- Born: 31 August 1942 Barbheta, Assam, India
- Died: 16 December 2009 (aged 67)
- Education: Clare College, University of Cambridge (PhD)
- Employer: World Bank International Monetary Fund Centre for Strategic and International Studies
- Known for: Fiscal Policy
- Board member of: International Monetary Fund

= Jitendra Gopal Borpujari =

Indian economist

Jitendra Gopal Borpujari (31 August 1942 – 16 December 2009) was an economist on the executive board of the International Monetary Fund from 1996 to 2005, and the Principal Economist of the Socio-Economic Data Division at World Bank.

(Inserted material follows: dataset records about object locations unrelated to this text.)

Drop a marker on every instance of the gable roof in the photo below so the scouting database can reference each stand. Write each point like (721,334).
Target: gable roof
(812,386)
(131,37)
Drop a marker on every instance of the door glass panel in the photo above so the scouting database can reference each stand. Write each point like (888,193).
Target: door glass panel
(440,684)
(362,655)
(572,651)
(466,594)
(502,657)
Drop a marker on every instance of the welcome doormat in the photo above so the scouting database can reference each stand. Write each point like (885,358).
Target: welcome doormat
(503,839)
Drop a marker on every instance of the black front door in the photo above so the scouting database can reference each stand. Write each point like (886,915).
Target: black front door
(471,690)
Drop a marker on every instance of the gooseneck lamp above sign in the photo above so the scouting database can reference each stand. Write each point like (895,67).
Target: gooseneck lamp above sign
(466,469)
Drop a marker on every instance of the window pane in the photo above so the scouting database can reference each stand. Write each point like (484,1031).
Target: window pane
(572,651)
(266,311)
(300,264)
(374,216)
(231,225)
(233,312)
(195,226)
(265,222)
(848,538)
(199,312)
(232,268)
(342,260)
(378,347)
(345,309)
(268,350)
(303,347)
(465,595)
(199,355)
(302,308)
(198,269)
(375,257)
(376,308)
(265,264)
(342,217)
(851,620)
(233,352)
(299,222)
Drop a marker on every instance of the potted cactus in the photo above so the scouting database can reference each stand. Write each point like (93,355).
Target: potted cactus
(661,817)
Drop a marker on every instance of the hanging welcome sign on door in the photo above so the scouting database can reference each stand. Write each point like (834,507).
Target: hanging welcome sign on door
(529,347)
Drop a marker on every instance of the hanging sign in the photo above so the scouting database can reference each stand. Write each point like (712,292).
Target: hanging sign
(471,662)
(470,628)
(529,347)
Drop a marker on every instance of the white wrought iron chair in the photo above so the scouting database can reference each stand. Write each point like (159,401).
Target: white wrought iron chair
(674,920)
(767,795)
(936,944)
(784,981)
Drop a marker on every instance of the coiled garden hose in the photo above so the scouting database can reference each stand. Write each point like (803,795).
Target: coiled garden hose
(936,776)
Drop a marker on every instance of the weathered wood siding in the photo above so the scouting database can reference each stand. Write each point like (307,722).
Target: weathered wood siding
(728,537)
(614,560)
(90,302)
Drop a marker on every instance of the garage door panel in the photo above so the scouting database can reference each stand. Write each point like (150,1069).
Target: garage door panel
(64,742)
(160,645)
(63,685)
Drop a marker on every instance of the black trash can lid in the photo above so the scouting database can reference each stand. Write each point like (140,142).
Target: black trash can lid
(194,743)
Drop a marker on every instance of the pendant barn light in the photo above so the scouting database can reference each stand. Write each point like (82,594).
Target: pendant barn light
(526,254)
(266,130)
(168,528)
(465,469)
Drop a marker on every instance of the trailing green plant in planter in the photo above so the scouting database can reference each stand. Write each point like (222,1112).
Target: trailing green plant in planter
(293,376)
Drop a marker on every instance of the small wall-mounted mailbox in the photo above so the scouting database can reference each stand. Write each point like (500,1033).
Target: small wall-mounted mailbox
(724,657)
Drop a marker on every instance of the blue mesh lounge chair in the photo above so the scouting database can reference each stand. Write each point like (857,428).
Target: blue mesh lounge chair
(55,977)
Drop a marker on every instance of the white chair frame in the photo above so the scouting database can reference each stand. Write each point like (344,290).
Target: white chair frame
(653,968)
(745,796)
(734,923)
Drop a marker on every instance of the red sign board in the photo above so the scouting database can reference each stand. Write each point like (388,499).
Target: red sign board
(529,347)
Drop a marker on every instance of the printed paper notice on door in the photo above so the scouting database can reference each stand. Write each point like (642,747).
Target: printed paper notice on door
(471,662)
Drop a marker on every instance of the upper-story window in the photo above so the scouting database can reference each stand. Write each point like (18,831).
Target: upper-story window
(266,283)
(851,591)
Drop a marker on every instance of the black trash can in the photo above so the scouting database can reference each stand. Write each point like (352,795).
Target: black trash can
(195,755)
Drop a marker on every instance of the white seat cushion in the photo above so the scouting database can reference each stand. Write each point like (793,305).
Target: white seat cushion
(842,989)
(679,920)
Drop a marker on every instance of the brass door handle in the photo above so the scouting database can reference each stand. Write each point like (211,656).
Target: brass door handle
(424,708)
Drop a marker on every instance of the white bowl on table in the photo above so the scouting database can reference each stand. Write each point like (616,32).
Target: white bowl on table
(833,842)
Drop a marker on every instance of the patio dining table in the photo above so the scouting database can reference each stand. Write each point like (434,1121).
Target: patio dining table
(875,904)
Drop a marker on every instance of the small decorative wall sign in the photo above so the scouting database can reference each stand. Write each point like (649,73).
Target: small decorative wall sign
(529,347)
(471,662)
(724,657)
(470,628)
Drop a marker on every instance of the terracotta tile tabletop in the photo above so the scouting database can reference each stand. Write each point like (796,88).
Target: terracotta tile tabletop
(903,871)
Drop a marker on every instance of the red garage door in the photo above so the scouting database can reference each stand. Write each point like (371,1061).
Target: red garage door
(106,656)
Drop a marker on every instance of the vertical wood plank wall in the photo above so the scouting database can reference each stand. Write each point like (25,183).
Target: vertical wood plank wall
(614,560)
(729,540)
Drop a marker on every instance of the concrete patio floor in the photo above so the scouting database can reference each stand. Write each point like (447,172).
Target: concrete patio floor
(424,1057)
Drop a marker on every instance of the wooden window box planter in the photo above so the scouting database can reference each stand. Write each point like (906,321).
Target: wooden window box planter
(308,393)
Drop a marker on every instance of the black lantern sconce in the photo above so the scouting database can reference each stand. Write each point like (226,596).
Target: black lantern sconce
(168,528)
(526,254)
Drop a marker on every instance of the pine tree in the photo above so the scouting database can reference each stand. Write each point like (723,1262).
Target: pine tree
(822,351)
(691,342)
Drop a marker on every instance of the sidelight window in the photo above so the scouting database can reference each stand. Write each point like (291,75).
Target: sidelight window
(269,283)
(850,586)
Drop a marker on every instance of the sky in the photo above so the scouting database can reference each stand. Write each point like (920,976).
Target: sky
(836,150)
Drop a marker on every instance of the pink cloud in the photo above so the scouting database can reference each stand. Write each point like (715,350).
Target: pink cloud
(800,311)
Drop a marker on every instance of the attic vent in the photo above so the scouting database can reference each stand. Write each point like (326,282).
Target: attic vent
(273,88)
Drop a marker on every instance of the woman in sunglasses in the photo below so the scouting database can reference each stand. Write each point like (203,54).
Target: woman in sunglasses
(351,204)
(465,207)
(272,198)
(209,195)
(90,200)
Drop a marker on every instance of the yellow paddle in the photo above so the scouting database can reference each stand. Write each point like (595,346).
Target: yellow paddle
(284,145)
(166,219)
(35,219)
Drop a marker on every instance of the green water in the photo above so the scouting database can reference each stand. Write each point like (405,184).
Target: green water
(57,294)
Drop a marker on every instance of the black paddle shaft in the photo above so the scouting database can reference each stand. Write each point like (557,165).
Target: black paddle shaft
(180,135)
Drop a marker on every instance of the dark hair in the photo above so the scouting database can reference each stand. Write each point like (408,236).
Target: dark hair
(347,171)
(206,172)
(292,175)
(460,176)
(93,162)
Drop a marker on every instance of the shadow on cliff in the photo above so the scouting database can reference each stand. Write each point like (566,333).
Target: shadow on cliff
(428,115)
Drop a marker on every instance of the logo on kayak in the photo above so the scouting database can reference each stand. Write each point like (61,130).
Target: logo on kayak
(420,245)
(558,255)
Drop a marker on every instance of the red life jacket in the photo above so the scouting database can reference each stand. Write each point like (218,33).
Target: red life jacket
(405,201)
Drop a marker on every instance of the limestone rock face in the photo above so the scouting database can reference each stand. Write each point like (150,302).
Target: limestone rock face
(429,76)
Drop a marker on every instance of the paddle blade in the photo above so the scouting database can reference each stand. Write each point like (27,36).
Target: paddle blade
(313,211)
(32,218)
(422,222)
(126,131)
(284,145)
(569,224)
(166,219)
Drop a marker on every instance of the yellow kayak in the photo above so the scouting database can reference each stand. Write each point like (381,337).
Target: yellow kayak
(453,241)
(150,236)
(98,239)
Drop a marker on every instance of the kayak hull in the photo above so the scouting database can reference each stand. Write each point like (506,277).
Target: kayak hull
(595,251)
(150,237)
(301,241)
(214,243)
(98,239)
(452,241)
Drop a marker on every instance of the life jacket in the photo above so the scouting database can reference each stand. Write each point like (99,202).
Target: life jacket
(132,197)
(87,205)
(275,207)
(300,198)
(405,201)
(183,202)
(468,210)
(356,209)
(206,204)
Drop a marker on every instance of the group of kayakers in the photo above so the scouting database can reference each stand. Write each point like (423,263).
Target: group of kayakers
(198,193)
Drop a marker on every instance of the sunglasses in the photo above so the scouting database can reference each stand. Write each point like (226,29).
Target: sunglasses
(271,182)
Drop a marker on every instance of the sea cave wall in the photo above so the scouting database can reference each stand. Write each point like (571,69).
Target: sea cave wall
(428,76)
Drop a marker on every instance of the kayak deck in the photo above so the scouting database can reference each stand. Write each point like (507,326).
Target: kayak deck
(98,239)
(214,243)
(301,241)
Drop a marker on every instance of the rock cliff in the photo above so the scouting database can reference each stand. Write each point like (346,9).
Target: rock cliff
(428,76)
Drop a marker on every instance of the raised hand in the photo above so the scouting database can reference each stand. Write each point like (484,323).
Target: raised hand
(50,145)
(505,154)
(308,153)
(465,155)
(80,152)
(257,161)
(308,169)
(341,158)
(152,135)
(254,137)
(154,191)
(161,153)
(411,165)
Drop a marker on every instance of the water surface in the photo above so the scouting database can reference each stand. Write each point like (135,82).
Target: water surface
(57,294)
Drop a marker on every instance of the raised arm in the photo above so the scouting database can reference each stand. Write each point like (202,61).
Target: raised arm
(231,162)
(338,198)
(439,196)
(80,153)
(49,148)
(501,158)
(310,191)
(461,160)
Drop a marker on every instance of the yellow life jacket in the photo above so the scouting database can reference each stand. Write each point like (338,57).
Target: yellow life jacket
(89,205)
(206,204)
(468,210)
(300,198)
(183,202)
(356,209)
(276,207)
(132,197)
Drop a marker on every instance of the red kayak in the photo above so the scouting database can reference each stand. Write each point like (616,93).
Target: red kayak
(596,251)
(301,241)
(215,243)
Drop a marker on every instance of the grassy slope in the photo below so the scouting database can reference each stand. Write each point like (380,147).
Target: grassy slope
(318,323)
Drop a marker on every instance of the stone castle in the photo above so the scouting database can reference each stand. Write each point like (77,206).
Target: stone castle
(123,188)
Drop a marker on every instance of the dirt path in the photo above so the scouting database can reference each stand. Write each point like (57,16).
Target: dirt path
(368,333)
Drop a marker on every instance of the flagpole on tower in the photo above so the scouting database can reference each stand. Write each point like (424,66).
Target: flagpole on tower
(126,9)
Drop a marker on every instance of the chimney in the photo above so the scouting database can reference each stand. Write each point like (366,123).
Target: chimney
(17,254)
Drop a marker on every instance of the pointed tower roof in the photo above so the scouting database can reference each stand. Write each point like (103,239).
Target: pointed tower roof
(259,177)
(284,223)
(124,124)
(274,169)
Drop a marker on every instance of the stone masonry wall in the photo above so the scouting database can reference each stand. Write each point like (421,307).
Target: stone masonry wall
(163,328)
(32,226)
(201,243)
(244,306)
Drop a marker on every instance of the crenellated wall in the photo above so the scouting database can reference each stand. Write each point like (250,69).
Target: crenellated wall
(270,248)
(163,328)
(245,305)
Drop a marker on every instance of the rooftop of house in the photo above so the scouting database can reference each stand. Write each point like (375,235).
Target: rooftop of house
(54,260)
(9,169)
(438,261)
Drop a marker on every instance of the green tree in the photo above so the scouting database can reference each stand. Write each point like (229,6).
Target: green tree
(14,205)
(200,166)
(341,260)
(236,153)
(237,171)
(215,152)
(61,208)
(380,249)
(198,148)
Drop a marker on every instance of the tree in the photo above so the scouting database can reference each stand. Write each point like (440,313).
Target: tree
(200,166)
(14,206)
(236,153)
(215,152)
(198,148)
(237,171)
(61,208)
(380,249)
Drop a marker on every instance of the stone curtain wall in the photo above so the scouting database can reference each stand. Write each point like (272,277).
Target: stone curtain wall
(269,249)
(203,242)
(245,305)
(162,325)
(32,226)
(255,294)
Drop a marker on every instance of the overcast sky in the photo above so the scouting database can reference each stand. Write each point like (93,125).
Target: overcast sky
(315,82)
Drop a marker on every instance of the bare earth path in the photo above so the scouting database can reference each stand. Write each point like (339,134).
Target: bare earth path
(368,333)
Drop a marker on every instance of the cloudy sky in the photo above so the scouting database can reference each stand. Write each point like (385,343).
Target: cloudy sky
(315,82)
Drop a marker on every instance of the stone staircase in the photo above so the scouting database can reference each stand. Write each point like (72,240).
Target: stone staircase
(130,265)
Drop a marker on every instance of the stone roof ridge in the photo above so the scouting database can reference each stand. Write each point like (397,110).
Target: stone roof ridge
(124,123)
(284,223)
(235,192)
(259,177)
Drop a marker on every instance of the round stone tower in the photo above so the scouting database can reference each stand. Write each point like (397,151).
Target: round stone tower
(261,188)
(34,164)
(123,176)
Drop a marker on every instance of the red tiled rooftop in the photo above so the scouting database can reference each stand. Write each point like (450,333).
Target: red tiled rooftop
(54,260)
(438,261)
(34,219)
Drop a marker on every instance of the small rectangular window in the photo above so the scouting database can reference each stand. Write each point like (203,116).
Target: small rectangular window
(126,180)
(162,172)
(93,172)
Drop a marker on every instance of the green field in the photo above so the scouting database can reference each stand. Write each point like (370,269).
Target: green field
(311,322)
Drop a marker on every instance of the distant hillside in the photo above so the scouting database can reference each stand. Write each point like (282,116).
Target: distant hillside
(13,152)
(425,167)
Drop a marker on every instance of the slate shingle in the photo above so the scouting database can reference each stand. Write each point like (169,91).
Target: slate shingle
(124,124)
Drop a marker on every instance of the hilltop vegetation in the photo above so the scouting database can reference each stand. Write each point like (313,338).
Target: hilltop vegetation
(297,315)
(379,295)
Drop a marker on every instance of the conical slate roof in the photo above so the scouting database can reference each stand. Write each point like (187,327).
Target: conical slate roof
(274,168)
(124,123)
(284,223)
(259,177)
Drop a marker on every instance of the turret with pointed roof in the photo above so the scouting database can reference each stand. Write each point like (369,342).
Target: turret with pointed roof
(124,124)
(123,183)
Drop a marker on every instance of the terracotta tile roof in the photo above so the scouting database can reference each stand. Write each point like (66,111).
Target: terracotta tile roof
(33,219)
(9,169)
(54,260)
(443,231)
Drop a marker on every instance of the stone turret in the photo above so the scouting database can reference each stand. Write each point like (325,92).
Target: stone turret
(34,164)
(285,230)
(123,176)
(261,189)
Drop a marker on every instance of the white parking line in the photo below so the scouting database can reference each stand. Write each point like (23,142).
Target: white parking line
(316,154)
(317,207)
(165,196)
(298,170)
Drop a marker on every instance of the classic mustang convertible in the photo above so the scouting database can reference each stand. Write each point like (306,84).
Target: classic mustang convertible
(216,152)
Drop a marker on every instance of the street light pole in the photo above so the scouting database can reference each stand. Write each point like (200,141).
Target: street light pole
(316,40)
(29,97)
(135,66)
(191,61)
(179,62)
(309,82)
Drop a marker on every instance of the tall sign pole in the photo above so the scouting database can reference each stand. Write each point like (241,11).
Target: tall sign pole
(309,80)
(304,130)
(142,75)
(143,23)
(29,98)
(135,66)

His initial research focused on the effect of British policies on the Indian economy, which later progressed to research on fiscal policy for developing economies.

== Education ==
Jitendra was born in Barbheta in Jorhat district of Assam, India. He attended the Jorhat Government High School and Cotton College, matriculating in 1958 and 1960, respectively. He pursued an Economics Honours from Madras Christian College and a Masters in Economics from Delhi University. He secured a Commonwealth Scholarship to pursue his PhD from Clare College, Cambridge University, UK and graduated in 1969. He joined World Bank as an economist shortly after receiving his doctorate.